Open bradcush opened 2 years ago

bradcush commented 2 years ago

The webRequest API future is uncertain and currently not aligned among browser vendors. It's been communicated that the non-blocking webRequest API would be supported for MV3 by Chrome as well as Firefox for MV3. Chrome currently has a bug ticket open related to fixing this issue, Firefox is yet to have an MV3 implementation, and Safari surfaces an error in Safari Technology Preview on extension install, "An extension with a non-persistent background page cannot listen to webRequest events". I believe this issue is separate from https://github.com/w3c/webextensions/issues/148 as this is specific to MV3 and the future of webRequest and DNR as a replacement.

I've listed specific points with use cases for some exposing either misalignment or lacking support which I'm hoping we can resolve and have clear communication about to clarify the current state and planned future of this API for MV3 to fit developers needs.

Example of unsolved use cases

ghostwords commented 2 years ago

As I recently wrote elsewhere, the high-level problem with exclusively providing a declarative API is that

Advertising technology evolves rapidly, and privacy extension developers need to be able to change their approaches to it over time.
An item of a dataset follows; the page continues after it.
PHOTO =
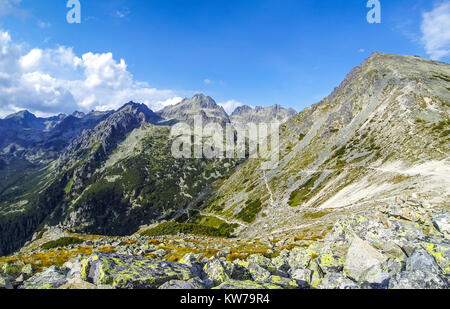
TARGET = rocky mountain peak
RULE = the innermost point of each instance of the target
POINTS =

To make matters worse, extension developers can't depend on Google browser engineers to react in any timely manner or at all. Google abandoned extension API development for years before Manifest V3. For example, while extensions have had the ability to “uncloak” CNAME domains in Firefox for over three years now, Chrome still lacks support for CNAME uncloaking. ...

... Making both [declarative and dynamic (webRequest) APIs] available can still fulfill Google’s stated goals of making extensions safer and more performant. Google could use Chrome Web Store to guide extensions that don’t actually need blocking webRequest towards the declarative API. Google could also provide extension developer tools that would automatically analyze your extension for potential improvements, like the audit tools provided to promote best practices to website developers. In addition, extensions that use webRequest should get flagged for additional review; this should be clearly communicated to extension developers.

While the above complaint is Google specific, it mostly applies to all browser vendors. It's a big mistake to gate innovation for crucial extensions functionality that needs to adapt to frequent developments in advertising and tracking techniques.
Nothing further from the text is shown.